Why you should take your Singaporean parents to Amsterdam
By Kai Teo
What happens when you take a pair of conservative Asian parents and put them in the middle of Amsterdam’s (in)famous red light district?
Amsterdam. The wonderland of Europe. The weed smoker’s paradise. And the sex haven for overweight middle aged men. It’s an amazing playground for some, and potentially a nightmare for my Singaporean parents.
You see, Singapore’s unique this way. Our laws are so insane that even chewing gum is banned, let alone the good stuff. And my parents grew up and grew old with the impression that all drugs are made by the devil to destroy our souls and minds and bodies, and that anything unlawful is immoral.
So to them, the wondrous hemp plant is essentially evil.
And when we arrived in Amsterdam, they were forced to look at Lucifer right in his half-opened eyes. The moment we exited the train station, you could smell the heavy, sweet smoke of marijuana in the air. I was taking very deep breaths and smiling to myself, while declaring to my folks, “This, Mom and Dad, is the smell of Marijuana.”
They shot me a disapproving look and immediately went, “Never touch that shit.” Well, it wasn’t these exact words, but you get my point.

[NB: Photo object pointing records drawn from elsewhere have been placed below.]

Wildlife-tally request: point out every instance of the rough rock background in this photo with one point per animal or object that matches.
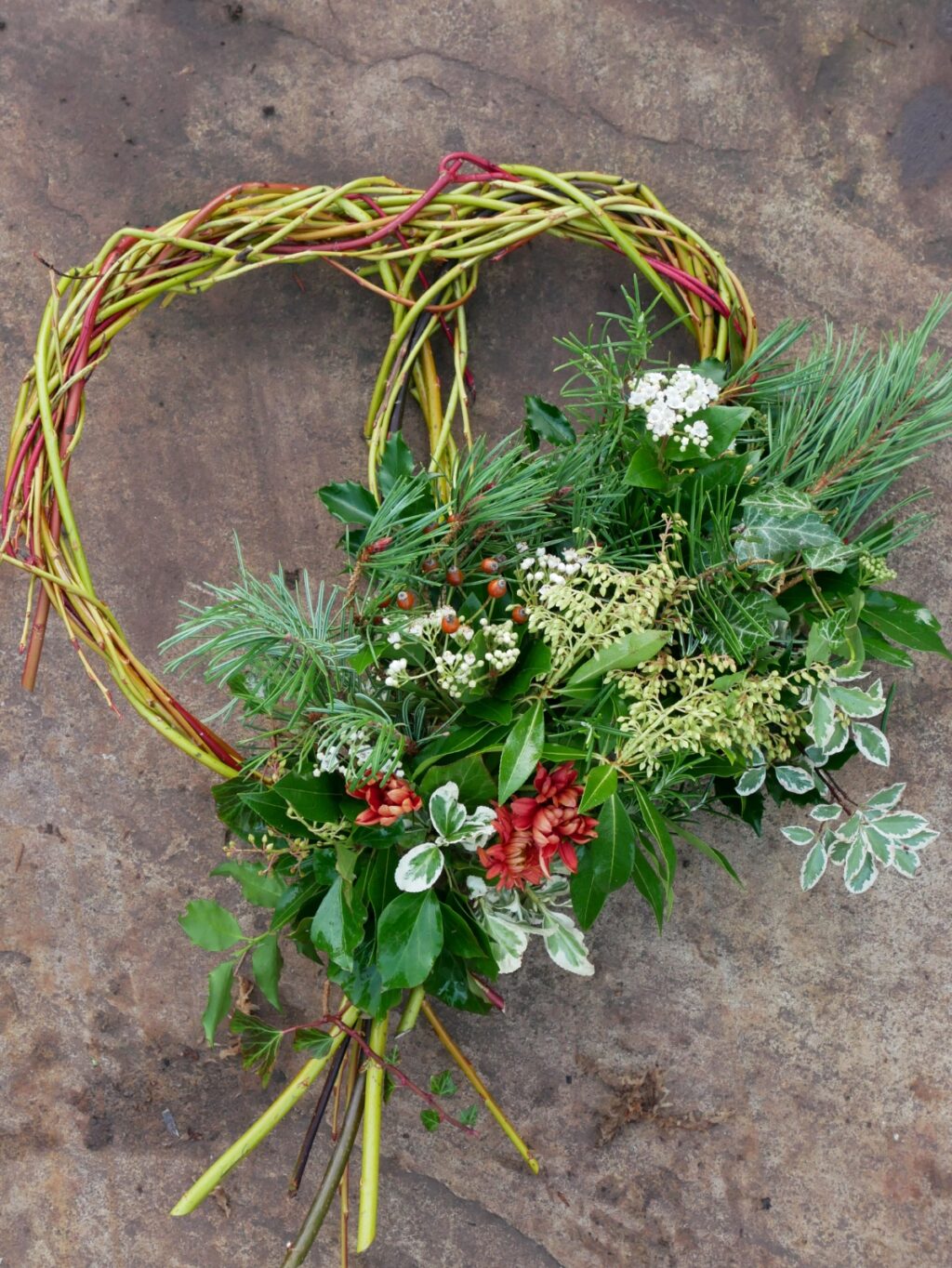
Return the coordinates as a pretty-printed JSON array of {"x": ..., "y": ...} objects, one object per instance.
[{"x": 813, "y": 143}]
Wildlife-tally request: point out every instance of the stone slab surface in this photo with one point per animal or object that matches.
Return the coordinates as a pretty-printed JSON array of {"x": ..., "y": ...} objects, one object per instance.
[{"x": 813, "y": 143}]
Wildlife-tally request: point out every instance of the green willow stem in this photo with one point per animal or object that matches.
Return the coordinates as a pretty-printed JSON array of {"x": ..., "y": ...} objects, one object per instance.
[
  {"x": 481, "y": 1088},
  {"x": 269, "y": 1120},
  {"x": 317, "y": 1214},
  {"x": 370, "y": 1145}
]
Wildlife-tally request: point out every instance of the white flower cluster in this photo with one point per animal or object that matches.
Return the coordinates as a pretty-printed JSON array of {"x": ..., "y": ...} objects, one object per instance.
[
  {"x": 456, "y": 672},
  {"x": 501, "y": 644},
  {"x": 669, "y": 398}
]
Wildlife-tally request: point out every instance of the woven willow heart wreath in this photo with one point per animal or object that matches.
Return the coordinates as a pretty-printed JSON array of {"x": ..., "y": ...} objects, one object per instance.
[{"x": 666, "y": 595}]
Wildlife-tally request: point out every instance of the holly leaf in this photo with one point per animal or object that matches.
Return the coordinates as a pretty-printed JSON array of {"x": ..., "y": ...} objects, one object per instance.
[
  {"x": 522, "y": 751},
  {"x": 219, "y": 998},
  {"x": 209, "y": 926},
  {"x": 408, "y": 939}
]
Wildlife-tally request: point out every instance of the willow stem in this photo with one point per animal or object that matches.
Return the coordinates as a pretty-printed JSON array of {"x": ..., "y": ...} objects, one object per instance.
[
  {"x": 261, "y": 1126},
  {"x": 481, "y": 1088},
  {"x": 411, "y": 1010},
  {"x": 370, "y": 1146},
  {"x": 299, "y": 1248}
]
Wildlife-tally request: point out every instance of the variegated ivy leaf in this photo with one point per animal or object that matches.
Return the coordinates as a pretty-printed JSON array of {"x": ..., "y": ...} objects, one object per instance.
[
  {"x": 881, "y": 846},
  {"x": 871, "y": 743},
  {"x": 565, "y": 944},
  {"x": 906, "y": 863},
  {"x": 856, "y": 857},
  {"x": 794, "y": 779},
  {"x": 418, "y": 869},
  {"x": 862, "y": 878},
  {"x": 798, "y": 835},
  {"x": 814, "y": 866},
  {"x": 509, "y": 941},
  {"x": 857, "y": 703},
  {"x": 823, "y": 720},
  {"x": 919, "y": 839},
  {"x": 453, "y": 823},
  {"x": 886, "y": 799},
  {"x": 750, "y": 780},
  {"x": 826, "y": 813},
  {"x": 900, "y": 823}
]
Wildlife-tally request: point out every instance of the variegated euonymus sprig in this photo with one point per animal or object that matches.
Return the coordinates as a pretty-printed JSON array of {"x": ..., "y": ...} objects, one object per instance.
[{"x": 860, "y": 839}]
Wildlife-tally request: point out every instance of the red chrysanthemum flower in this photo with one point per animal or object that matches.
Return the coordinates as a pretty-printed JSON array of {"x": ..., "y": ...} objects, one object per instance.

Our 15 minute walk to our hostel / sorry excuse for a hotel, which was right in the heart of the red light district, was kinda hazy. Everyone was smoking everywhere and everything seemed to move slowly. I swear, even the birds here seem to be flying lower and slower, and they eat like fucking monsters.
And boy, my parents were freaking out.
They claimed that the people here looked kinda “dodgy”. You know, they were hanging around street corners in small groups, sitting at staircases, chilling on the floor, and smoking.
“This place seems quite dangerous. Better keep your valuables safe,” Dad started dishing out his first piece of parental advice. “Chill man. I’m pretty sure everyone’s kinda nice around here,” I took my first step in the indoctrination, and the eventual emancipation of my folks.
Coffee shops don’t sell coffee, they sell weed (I need to explain this to the Singaporeans who have never been here, or heard of this). There’re no doggies in the windows, but women. And the grass is greener on this side.
It took them a few days to get used to the smell, and get comfortable with the idea of using “drugs”.
I was telling them all I knew about marijuana, from its history to its potential benefits, and reasons for legalisation and de-stigmatisation. I even let Dad try a piece from my box of psychedelic truffles.
The turning point came when they realised that the noisiest, and rowdiest people, were in the pubs, not in the coffee shops. A-ha!
“Sure, I’m not saying everyone should smoke. But everyone should be open to the idea that another person is smoking, and treat it like just another hobby. It’s like some people like whisky, some like beer, and some like marijuana. Same shit, just less harmful.”
“And all my friends, those that you think are super nice and cool, all smoke from time to time. Copenhagen is pretty near, you know.”
I used to be sure that it was impossible for them to change their perception about smoking after all these years. But that trip to Amsterdam definitely changed something in them.
By the end of our holiday, when I told them I was meeting a friend at the coffee shop, all they said was, “Ok, don’t come back too late.”